How to achieve mindfulness on the trail
Mindfulness involves putting down your devices, putting away your map, sitting in one place and allowing your mind a ‘reset’: to quieten and to put everything in the right folders so you can start the day anew.
It’s useful if you find your mind likes to bounce around, finding answers with difficulty because there’s just too much going on. It’s also a good tonic for anxiety or depression, or even that strange ‘autopilot, dreaming through life’ feeling which can even reach us on the trail.
So here’s how to get started with a little 5 minute practice for the trail, the office, or even your brekky table:
Find a comfortable place to sit, perhaps with a pillow (or raised bit of ground) under your rear end to help keep your spine straight and avoid slouching. You do what feels good for you (though sitting up helps to keep you alert).
Keep your eyes open and take 5 deep breaths – in through the nose and out through the mouth, focusing lightly on how your body softens with each exhalation.
On the 5th breath close your eyes and begin to breath just through your nose. Listen for sounds near and sounds far away, smell for individual scents around you, taste what you can, feel the weight of your body. When you feel you’ve done that for a few minutes and you’re feeling comfy as a connected part of your surroundings, begin to just focus on the breath.

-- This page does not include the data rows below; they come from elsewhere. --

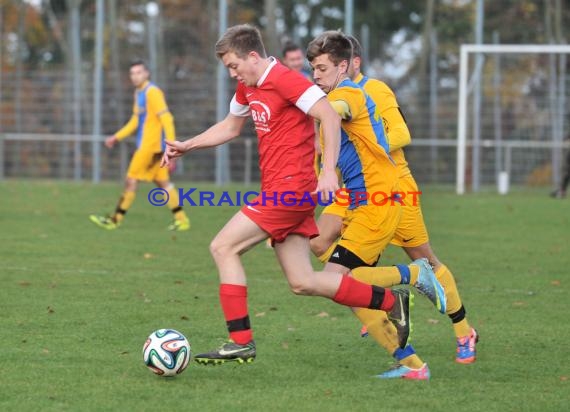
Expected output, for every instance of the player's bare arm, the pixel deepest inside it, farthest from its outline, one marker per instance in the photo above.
(218, 134)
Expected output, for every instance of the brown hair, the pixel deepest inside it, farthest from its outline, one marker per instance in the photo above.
(241, 40)
(333, 43)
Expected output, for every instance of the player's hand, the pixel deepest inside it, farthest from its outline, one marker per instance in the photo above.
(173, 150)
(172, 166)
(110, 141)
(327, 185)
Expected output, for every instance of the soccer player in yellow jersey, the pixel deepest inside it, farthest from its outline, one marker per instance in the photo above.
(366, 168)
(411, 233)
(152, 123)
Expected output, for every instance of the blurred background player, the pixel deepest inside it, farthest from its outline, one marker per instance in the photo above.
(411, 233)
(153, 124)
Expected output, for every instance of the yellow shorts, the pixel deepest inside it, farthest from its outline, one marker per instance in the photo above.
(335, 209)
(412, 230)
(368, 229)
(145, 166)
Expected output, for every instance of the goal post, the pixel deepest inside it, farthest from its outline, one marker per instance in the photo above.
(556, 107)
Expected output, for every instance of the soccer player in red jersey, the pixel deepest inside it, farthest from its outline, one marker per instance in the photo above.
(283, 105)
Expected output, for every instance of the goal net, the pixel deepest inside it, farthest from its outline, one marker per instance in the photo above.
(513, 115)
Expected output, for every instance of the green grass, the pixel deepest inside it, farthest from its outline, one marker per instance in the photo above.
(77, 303)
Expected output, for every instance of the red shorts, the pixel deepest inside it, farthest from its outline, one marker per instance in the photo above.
(282, 220)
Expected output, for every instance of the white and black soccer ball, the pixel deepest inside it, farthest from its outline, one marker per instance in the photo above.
(166, 352)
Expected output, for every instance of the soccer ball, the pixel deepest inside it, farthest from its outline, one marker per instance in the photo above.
(166, 352)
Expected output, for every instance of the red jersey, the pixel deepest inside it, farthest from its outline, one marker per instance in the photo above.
(285, 133)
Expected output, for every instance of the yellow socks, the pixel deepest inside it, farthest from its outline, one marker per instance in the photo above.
(384, 333)
(123, 206)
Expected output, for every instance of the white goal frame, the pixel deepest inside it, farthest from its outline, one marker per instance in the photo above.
(467, 49)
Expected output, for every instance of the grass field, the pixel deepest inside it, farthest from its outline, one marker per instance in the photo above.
(77, 303)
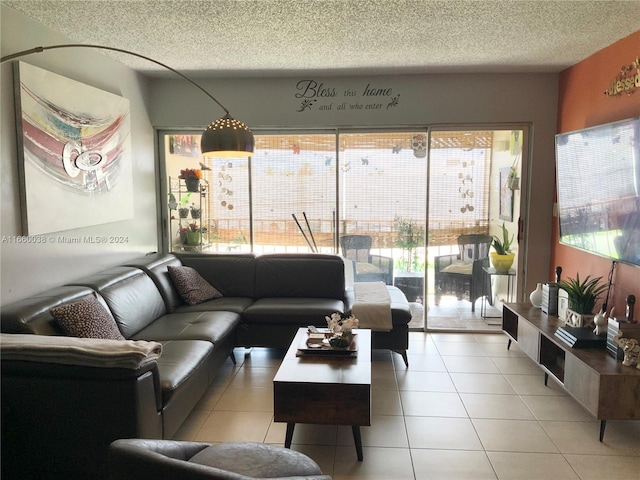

Focus just on your breath now – patiently without trying to change it, for a few minutes. In-out, in-out etc. Let thoughts and feelings come and go unchanged- you can deal with them later on. They don’t need to be thought about now.
Sit like this for as long as feels good and when you get bored and fidgety, bring the attention back to your body, your senses (what’s going on around you?) , then gently open your eyes. Sit for a moment to appreciate how you feel, and be clear on where you’re going next. It’s good to try for a smooth transition from the exercise to real life.
Pat yourself on the back for a job well done.